2023 began on the heels of one of the worst years both stock and bond markets have seen. Here is a bleak reminder:
Beginning in March of 2022, to combat rising inflation, the Fed hiked interest rates seven times. By October of this year the 10-year Treasury yield had topped 5% for the first time since 2007. But has since receded closer to 4%.
In 2022, The S&P 500 Index fell 18%. The US Aggregate Bond Index lost 13%. Needless to say, balanced portfolios, the lifeblood of a rational investment strategy, performed poorly.
Doomsday Scenario?
2023 began with inflation at 6.5%. (Since, fallen to 3.4%) Interest rates were still rising. The war in Ukraine raged on. Silicon Valley Bank went bust. War broke out in the Middle East in October. And most Wall St. analysts were calling for a recession and poor stock market returns.
And yet…the S&P 500 (Total Return) Index gained 26.29% for the year. The prognosticators could not have been more wrong.
Magnificent Seven Rein
Just when it appeared that value stocks might once again have their day in the sun, the lion’s share (two-third’s) of the S&P’s gains were fueled by the Magnificent Seven. Nvidia (the AI champ) alone gained 239%. Large growth stocks gained a whopping 42% for the year. While Large Value managed to gain 11.5%. Thankfully, toward the end of the year, the rally broadened to include smaller stocks; with the Russell 2000 being up 20% in the last two months.
Fixed Income
And despite all the interest rate increases, bonds manage to have a positive year, with the Bloomberg US Aggregate Bond Index gaining 5.53%.
Like clockwork, our friends at Dimensional Funds provide all the details for the quarter and the year in their Quarterly Market Review.
Another Investing Legend Passes
Seems like every quarter these days a giant from the investing world sadly passes away. But at least it gives me something to write about. This time it was Charlie Munger, Warren Buffett’s sidekick and right-hand man.
Buffett is well known for his aphorisms. But Munger was no slouch, either. One of my favorites:
It is remarkable how much long-term advantage people like us have gotten by trying to be consistently not stupid, instead of trying to be very intelligent.
A Little Rain on Your Parade?
If you are age 73 or older you must begin taking Required Minimum Distributions (RMDs) from your IRA or 401k. These distributions are calculated based on your year-end, December 31, 2023 values. Higher RMDs for retirees have both lifestyle and the potential tax consequences. They are taxed at your marginal tax rate and can affect other financial consequences, known as the “tax bomb.”
First, if you don’t need all those after-tax withdrawal funds for lifestyle expenses, you can reinvest some of it in your taxable account. You don’t have to spend it all. You can also take advantage of Qualified Charitable Contributions (QCDs) to lower your tax liability.
And taking your RMDs presents an excellent opportunity to evaluate your portfolio for rebalancing opportunities. For example, international equities haven’t enjoyed nearly the success that US equities have. Valuations are substantially lower. So, it might make sense to sell some of your winners to fund your withdrawals.

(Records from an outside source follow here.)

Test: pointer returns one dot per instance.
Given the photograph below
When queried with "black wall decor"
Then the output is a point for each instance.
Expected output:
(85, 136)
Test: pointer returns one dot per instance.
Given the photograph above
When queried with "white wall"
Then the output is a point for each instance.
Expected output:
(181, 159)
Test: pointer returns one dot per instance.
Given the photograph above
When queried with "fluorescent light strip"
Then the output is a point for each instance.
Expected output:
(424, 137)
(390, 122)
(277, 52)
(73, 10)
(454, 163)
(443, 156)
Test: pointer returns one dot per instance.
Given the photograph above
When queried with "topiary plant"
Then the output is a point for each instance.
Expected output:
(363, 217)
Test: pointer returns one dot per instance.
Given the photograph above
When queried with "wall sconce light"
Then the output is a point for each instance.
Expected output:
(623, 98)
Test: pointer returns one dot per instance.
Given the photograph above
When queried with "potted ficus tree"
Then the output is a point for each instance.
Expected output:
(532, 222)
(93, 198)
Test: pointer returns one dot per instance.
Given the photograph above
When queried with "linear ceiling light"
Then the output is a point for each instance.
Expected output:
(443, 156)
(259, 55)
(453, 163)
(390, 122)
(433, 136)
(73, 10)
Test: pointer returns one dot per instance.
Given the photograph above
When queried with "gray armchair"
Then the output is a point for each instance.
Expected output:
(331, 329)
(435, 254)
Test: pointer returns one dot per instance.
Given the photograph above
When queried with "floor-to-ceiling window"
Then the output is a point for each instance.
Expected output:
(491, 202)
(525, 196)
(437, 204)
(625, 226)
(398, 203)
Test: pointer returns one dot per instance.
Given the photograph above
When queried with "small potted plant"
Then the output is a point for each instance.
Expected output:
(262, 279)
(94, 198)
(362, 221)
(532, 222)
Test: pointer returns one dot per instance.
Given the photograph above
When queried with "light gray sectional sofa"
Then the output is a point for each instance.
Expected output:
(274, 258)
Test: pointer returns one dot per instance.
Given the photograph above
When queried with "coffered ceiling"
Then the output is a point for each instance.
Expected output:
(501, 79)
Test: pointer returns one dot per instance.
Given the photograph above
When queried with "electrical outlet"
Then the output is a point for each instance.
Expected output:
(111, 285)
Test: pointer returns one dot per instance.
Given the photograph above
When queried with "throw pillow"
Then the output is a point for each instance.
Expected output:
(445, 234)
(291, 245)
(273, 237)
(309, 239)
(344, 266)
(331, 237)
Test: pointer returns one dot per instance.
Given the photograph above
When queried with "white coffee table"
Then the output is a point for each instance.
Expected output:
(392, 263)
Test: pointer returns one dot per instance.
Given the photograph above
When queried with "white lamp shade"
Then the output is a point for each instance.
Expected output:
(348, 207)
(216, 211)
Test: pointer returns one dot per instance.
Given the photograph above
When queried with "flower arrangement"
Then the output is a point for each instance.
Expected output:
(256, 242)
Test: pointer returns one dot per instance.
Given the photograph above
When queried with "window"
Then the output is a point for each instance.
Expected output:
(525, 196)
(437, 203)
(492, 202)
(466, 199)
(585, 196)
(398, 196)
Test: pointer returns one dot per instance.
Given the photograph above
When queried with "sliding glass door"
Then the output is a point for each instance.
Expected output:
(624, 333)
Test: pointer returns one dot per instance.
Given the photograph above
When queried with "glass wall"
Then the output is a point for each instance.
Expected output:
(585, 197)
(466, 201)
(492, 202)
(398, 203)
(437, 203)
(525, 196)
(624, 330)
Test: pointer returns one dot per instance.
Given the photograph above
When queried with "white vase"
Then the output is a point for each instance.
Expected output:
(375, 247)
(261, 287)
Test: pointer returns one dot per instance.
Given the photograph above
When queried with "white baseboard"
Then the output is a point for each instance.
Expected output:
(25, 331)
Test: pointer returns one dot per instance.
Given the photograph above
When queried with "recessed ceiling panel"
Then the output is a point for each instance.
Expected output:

I Hate Forecasts – But Here We Go
I rant and rave about the use of forecasting to dictate investment strategy. But that is more about short-term prediction addiction. Unemployment remains low. The Fed appears to be getting inflation under control. And they might successfully engineer a “soft landing.” The market expects the Fed to lower rates in 2024. But, who knows?
Election Wild Card
Not to mention what is bound to be another hotly contested Presidential election. This guy actually predicted the January 6 debacle three months in advance.
But, for better or worse, we have to use capital market assumptions to give us some guidance in connection with long-term financial planning; meaning 10 – 15 year time horizons.
Diversification is Always Having to Say You’re Sorry
In addition to Charlie Munger, there was another recent passing. Ryan O’Neil, who starred in the movie Love Story, with Ali McGraw, when I was in Junior High. The most famous line in the movie: Love means never having to say you’re sorry.
O’Neil’s death reminded me of one of my favorite investment aphorisms: Diversification is Always Having to Say You’re Sorry
When you have a diversified portfolio, you will always own the some of the best performing asset class. But, by definition, you will own some duds. It goes with the territory.
The future is as uncertain as it has ever been. Especially if you are locked into short-term thinking as far as your investments are concerned.
We think balanced portfolios still make a good deal of sense for most investors.